# How often do you clean your cage?



## JLSaufl (Jan 20, 2013)

How often does everyone clean their cage, I've heard anything from once a week to twice per day. Before I had the litter box I was changing it 3ish times a week, now I think I can go down to once or twice (I change out 90% of the litter ever 3rd day). Since I've litter trained them i've noticed almost no smell from their cage after...well I changed it on Friday. 

I don't mind changing it, but i also read not to change it too frequently.


----------



## Ruka (Dec 20, 2012)

I have a ware clean living cage, and I wipe the levels down once a day (usually the first thing I do in the morning) and I wash the blankets and what not once a week.

My boys are litter trained, so no bedding, just blankets and whatnot.

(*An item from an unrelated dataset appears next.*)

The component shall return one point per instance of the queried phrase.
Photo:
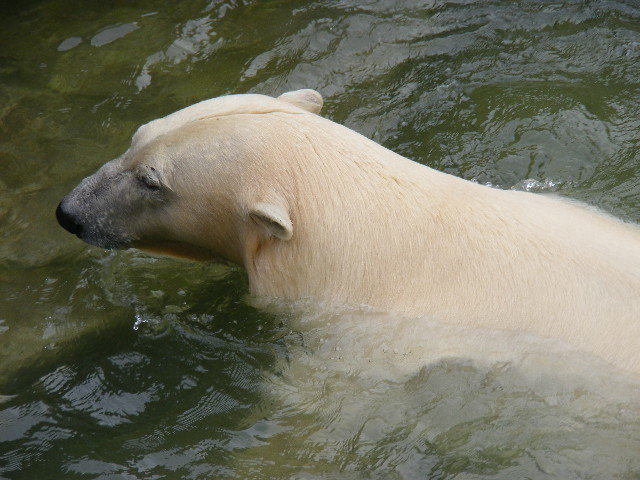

But if they decide not to use it, my cage has a plastic grate thing on the bottom (covered wi blankets) I just take the blankets out, and let it fall beneath the grate, then I just pull out the bottom tray, throw away the 'waste' and done!

It takes five minutes tops!


Sent from Petguide.com Free App


----------



## Muttlycrew (Dec 21, 2012)

I am a clean freak... Haha. My mom has always had a (sorry if you ever read this, mum!) disgustingly cluttered, messy house and so when I was young I'd force myself to clean my room for 15 minutes every night otherwise it'd get cluttered. I have made myself try to not let things touch the ground because I have a fear that if I set it there, it will stay there. So, I suppose I'm a little over board (I'm also a little OCD, it's not severe or anything though. It's not the "everything has to be perfect" OCD, it's the habitual type lol.) Anyway! 
Because of this I clean the cage every night before bed and, throughout the day, any time I see poops laying around I stop and clean them. 
So I suppose I may not be an example but I tidy several times per day with one fairly deep clean every night. 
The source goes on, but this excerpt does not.